Re: [mm/slub] 555b8c8cb3: WARNING:at_lib/stackdepot.c:#stack_depot_fetch

All of lore.kernel.org
 help / color / mirror / Atom feed

From: Marco Elver <elver@google.com>
To: lkp@lists.01.org
Subject: Re: [mm/slub] 555b8c8cb3: WARNING:at_lib/stackdepot.c:#stack_depot_fetch
Date: Wed, 06 Apr 2022 10:34:07 +0200	[thread overview]
Message-ID: <Yk1Qf73cufW6LjOW@elver.google.com> (raw)
In-Reply-To: <YkzHG64zxu+nWbg3@hyeyoo>

[-- Attachment #1: Type: text/plain, Size: 4487 bytes --]

On Wed, Apr 06, 2022 at 07:47AM +0900, Hyeonggon Yoo wrote:
> On Tue, Apr 05, 2022 at 01:07:53PM +0200, Marco Elver wrote:
> > On Tue, Apr 05, 2022 at 11:00AM +0900, Hyeonggon Yoo wrote:
> > > On Mon, Apr 04, 2022 at 05:18:16PM +0200, Marco Elver wrote:
> > > > On Mon, 4 Apr 2022 at 16:20, Vlastimil Babka <vbabka@suse.cz> wrote:
> > [...]
> > > > > But here we are in mem_dump_obj() -> kmem_dump_obj() -> kmem_obj_info().
> > > > > Because kmem_valid_obj() returned true, fooled by folio_test_slab()
> > > > > returning true because of the /* Set required slab fields. */ code.
> > > > > Yet the illusion is not perfect and we read garbage instead of a valid
> > > > > stackdepot handle.
> > > > >
> > > > > IMHO we should e.g. add the appropriate is_kfence_address() test into
> > > > > kmem_valid_obj(), to exclude kfence-allocated objects?
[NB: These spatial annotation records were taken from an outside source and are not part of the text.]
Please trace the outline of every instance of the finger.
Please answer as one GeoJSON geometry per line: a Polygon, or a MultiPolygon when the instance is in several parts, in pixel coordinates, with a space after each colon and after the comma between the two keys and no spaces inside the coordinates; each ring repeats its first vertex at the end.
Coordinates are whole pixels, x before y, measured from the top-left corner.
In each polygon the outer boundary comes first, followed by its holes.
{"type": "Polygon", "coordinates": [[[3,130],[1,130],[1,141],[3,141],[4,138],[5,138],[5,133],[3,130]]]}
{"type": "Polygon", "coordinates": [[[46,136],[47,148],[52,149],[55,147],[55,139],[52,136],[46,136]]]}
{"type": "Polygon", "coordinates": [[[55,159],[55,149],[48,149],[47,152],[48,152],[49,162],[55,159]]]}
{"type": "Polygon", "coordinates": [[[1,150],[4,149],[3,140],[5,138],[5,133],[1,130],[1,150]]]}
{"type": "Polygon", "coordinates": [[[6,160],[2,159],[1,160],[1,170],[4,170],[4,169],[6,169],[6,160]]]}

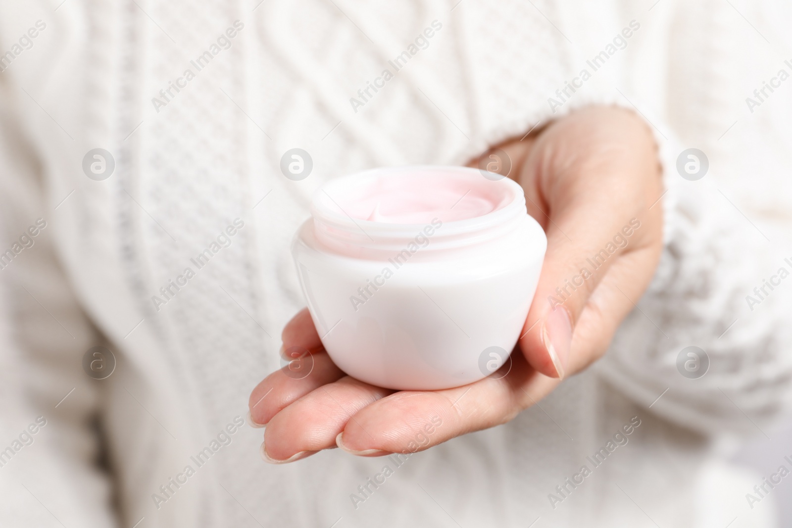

Sounds much simpler
> > > > > than trying to extend the illusion further to make kmem_dump_obj() work?
> > > > > Instead kfence could add its own specific handler to mem_dump_obj() to print
> > > > > its debugging data?
> > > > 
> > > > I think this explanation makes sense!  Indeed, KFENCE already records
> > > > allocation stacks internally anyway, so it should be straightforward
> > > > to convince it to just print that.
> > > >
> > > 
> > > Thank you both! Yeah the explanation makes sense... thats why KASAN/KCSAN couldn't yield anything -- it was not overwritten.
> > > 
> > > I'm writing a fix and will test if the bug disappears.
> > > This may take few days.
> >
> 
> I did check the bug is not reproduced after simple fix. (reproduced 0 of 373)
> This approach was right.
> 
> > The below should fix it -- I'd like to make kmem_obj_info() do something
> > useful for KFENCE objects.
> >
> 
> Agreed.
> 
[...]
> > +	i = get_stack_skipnr(track->stack_entries, track->num_stack_entries, NULL);
> > +	for (j = 0; i < track->num_stack_entries && j < KS_ADDRS_COUNT - 1; ++i, ++j)
> 
> why KS_ADDRS_COUNT - 1 instead of KS_ADDRS_COUNT?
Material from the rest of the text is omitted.